There are lies we tell ourselves when we mess up or feel stuck in our porn addiction. I know because I’ve told myself the same lies repeatedly.

Have you told yourself half-truths? You know, the things we tell ourselves that have a nugget of truth but contain lies as well. Here are five that I have found to be a challenge for myself over the years.

1 . I’m stuck, I’ll never change so I should just give up.

This is a lie I have battled frequently over the years and can be especially hard to combat if you feel stuck in a pattern of occasional (or habitual porn use) and you feel like you can’t gain traction towards long-term sobriety.

The good news is that you can become unstuck. You may have to try things you have never tried before, such as filters, accountability, and diving deeper into your own behavior and mindset. It is possible to change. By God’s grace I am almost 90 days sober (and there was a time I couldn’t go a week without looking at porn).

Sometimes we need to get to a place of being so sick of being stuck in the same place that we are willing to try new things. Don’t give up. I’ve found that often when I was closest to giving up in different areas of my life, victory was right around the corner.

2. I messed up – which is bad – I might as well do it again.

This has often been my biggest hurdle. Oops, I messed up once, I failed, therefore, I am a failure. Therefore, it’s okay to relapse again…and again.

Don’t listen to this lie. Falling into a small divot is different than falling into a well. Don’t let a slip up turn into a pattern and result in you ending up deeper into shame and self-loathing.

You are worth it. When you slip, resolve to “get up” as fast as you can. Confess it to someone (and to God if you’re a believer) and move forward. Reflect on what triggers and circumstances led to your fall and think about how you can change things.

When it comes to porn use It’s easy to allow one mistake to snowball. The quicker you get back up, the better you will feel and the more self-control you will develop.

3. I can’t tell anyone because if anyone knew they would judge or reject me – Again, there is almost a kernel of truth here.

While it is not helpful to tell everyone about your struggle, you need to tell someone. While telling someone you trust can be scary, it is a worthwhile risk.

You may want to confess to a close friend or someone from your church. You may need to tell your wife or significant other about this issue as well.

If you don’t feel like you know anyone who will support you, you may need to join a group (online or in-person) to find an accountability partner who can help you and support you. While telling someone can be daunting, it can be your first step towards finding real freedom.

4. I’ve asked God to take this problem away and he hasn’t.

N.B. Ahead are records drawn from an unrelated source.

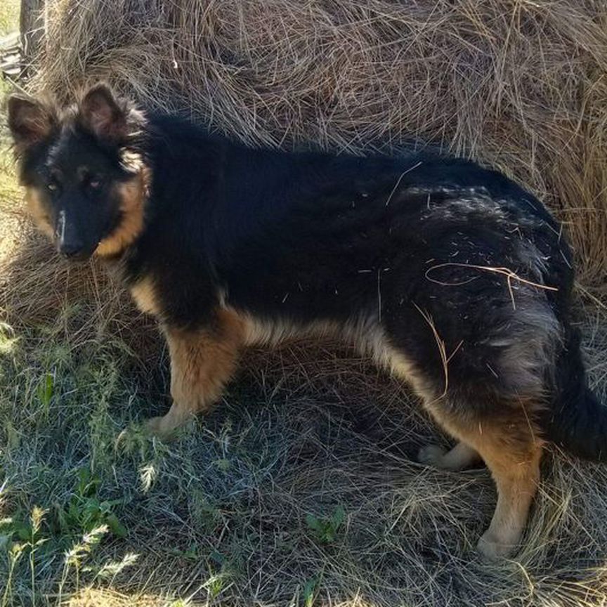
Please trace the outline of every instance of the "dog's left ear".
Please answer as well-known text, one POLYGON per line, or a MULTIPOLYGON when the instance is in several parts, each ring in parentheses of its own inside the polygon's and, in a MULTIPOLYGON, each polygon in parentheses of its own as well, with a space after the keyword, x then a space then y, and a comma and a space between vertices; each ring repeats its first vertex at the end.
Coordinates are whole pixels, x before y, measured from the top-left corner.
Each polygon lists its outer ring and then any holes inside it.
POLYGON ((8 128, 18 153, 48 137, 56 117, 51 107, 30 97, 8 98, 8 128))
POLYGON ((96 84, 80 102, 84 126, 100 139, 117 141, 126 135, 125 110, 107 84, 96 84))

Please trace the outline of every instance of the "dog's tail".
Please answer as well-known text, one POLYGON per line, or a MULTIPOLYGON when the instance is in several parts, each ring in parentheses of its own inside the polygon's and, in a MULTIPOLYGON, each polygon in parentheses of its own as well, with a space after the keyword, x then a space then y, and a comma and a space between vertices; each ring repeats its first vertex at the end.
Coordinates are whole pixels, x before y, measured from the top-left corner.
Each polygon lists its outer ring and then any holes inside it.
POLYGON ((607 407, 588 388, 575 329, 566 332, 553 381, 556 398, 541 422, 546 438, 573 455, 607 462, 607 407))

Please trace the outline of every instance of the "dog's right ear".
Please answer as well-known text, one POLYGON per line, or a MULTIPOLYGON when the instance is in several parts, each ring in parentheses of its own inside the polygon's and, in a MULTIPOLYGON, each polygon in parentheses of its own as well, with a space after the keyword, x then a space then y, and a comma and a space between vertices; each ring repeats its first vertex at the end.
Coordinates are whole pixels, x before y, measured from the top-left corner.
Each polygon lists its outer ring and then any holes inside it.
POLYGON ((52 110, 31 98, 8 98, 8 128, 18 152, 47 137, 55 124, 52 110))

He has abandoned me. – While some people may experience instant healing, for most people recovery is a process. God could and occasionally might instantly take away the desire to look at porn, for most though, change is a moment-by-moment process. It is about building discipline, character, and accountability into the very fabric of who we are.

The great news is that just because God has not provided a quick fix, does not mean he has abandoned us. Far from it! He wants us to lean into him as our solid foundation during the struggle.

He leaves our brokenness in place and allows us the gift of working through it. He repeatedly tells us throughout the Bible that he will “never leave us nor forsake us.”

In fact, these are the words Moses used to encourage Joshua when he was leading the Israelites to take possession of their promised land:

 It is the LORD who goes before you. He will be with you; he will not leave you or forsake you. Do not fear or be dismayed.” (Deuteronomy 31:8 NIV)

The lie is that God has abandoned you, because of your failures. But the truth is he will never abandon you and wants to lead you into the promised land of freedom.

5. If I just remove all sources of temptation, I’ll be able to change.

I’ll admit, I’ve thought this way many times. And for starters, removing every source of temptation you can think of may help with first-order change.

However, white-knuckling your way through recovery and avoiding gaining a deeper understanding of your struggle likely won’t yield the long-term sobriety you are looking for. For me, I feel like the work of recovery is never over – there is always more to learn – about myself how I think, and why I do the things I do.

Since recovery is a process, we can’t expect to rely solely on filters and other means of removing temptation as the only source of victory. They may be a piece of the puzzle (and an important one), but not the whole puzzle.

If you haven’t done the X3 Pure video workshop offered by XXXchurch or joined one of their online small groups, those are great places to start taking additional steps to move forward in your healing journey.

I hope some of these half-truths were ones that resonated with you and empowered you to call out the lies that are buried within them. Keep looking for the lies you tell yourself and replace them with the truth.